Xiaoyong (Brian) Yuan, Applied Computing and Computer Science, is the principal investigator of a newly-awarded National Science Foundation grant. The three-year, $409,355 project is titled, “Collaborative Research: SHF: Small: Artificial Intelligence of Things (AIoT): Theory, Architecture, and Algorithms.”
Yuan’s co-PI is Lan (Emily) Zhang, Electrical and Computer Engineering. The research is a collaboration is between Michigan Tech, as lead institution, and the University of Florida.
Brian Yuan’s research interests span the fields of deep learning, machine learning, security and privacy, and cloud computing. He is a member of the Institute of Computing and Cybersystems’ (ICC) Centers for Data Sciences (DataS) and Cybersecurity (CyberS).
Lan Zhang’s research areas are in wireless communications, machine learning, and cybersecurity and privacy.

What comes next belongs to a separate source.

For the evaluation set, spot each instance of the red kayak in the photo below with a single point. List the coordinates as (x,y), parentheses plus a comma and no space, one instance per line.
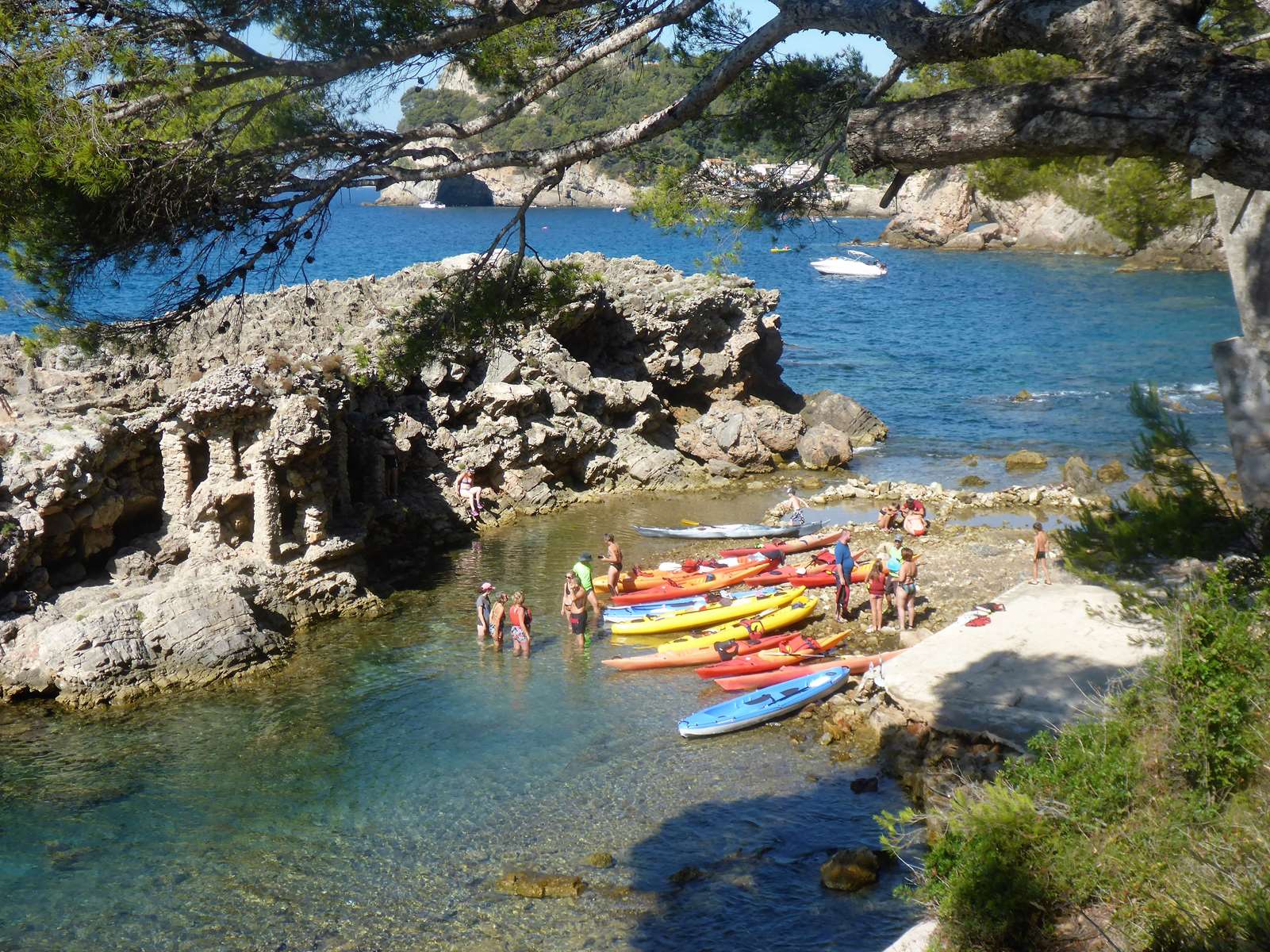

Zhang is a member of the ICC’s Center for Cyber-Physical Systems (CPS).
Project Abstract: The fusion of AI and IoT creates Artificial-Intelligence-of-Things (AIoT), which is expected to not only boost the intelligence on end devices, but also unleash the power of IoT data better and faster. Given the presence of confidential and distributed IoT data in many fields, federated learning has been one promising approach to unlock the potential of AIoT by enabling collaborative intelligence without migrating private end-device data to a central server. However, the heavy burden of state-of-the-art AI on storage and computing resources stands at odds with most IoT hardware platforms that are resource-constrained, which raises daunting challenges when deploying federated intelligence in AIoT. The research team explores hardware-efficient AI techniques to support federated knowledge transfer across diverse IoT hardware platforms to expand the scope of AIoT from theory, architecture, and algorithm perspectives. The proposed research brings tangible benefits to a broad range of disciplines that employ AI and IoT technologies, promoting the fusion of AI and IoT. The project provides training opportunities for undergraduate and graduate students from underrepresented groups. The outreach efforts on AIoT topics and research findings are directed towards K-12 audiences.
This project provides the theoretical and empirical evidence to facilitate the deployment of hardware-efficient AI techniques in federated IoT environments, which fills a critical void – the existing approaches fail to address the widespread resource, efficiency, and privacy challenges in AIoT. This project consists of four aspects: (1) enabling hardware-efficient AI from microscope operations, neural quantization, to theoretically guide specialized quantization for federated intelligence across various IoT hardware platforms, (2) exploring another ground-breaking hardware-efficient AI technique, neural architecture pruning, to seek optimal sub-network architectures in a data-agnostic manner, (3) identifying new privacy vulnerabilities and developing defensive mechanisms for the AIoT designs to encourage broad participation, (4) establishing a general-purpose AIoT testbed. Through the architecture-algorithm-hardware co-design, the research intends to unleash the utmost potential of various IoT hardware platforms and federated intelligence to expand the scope of AIoT applications.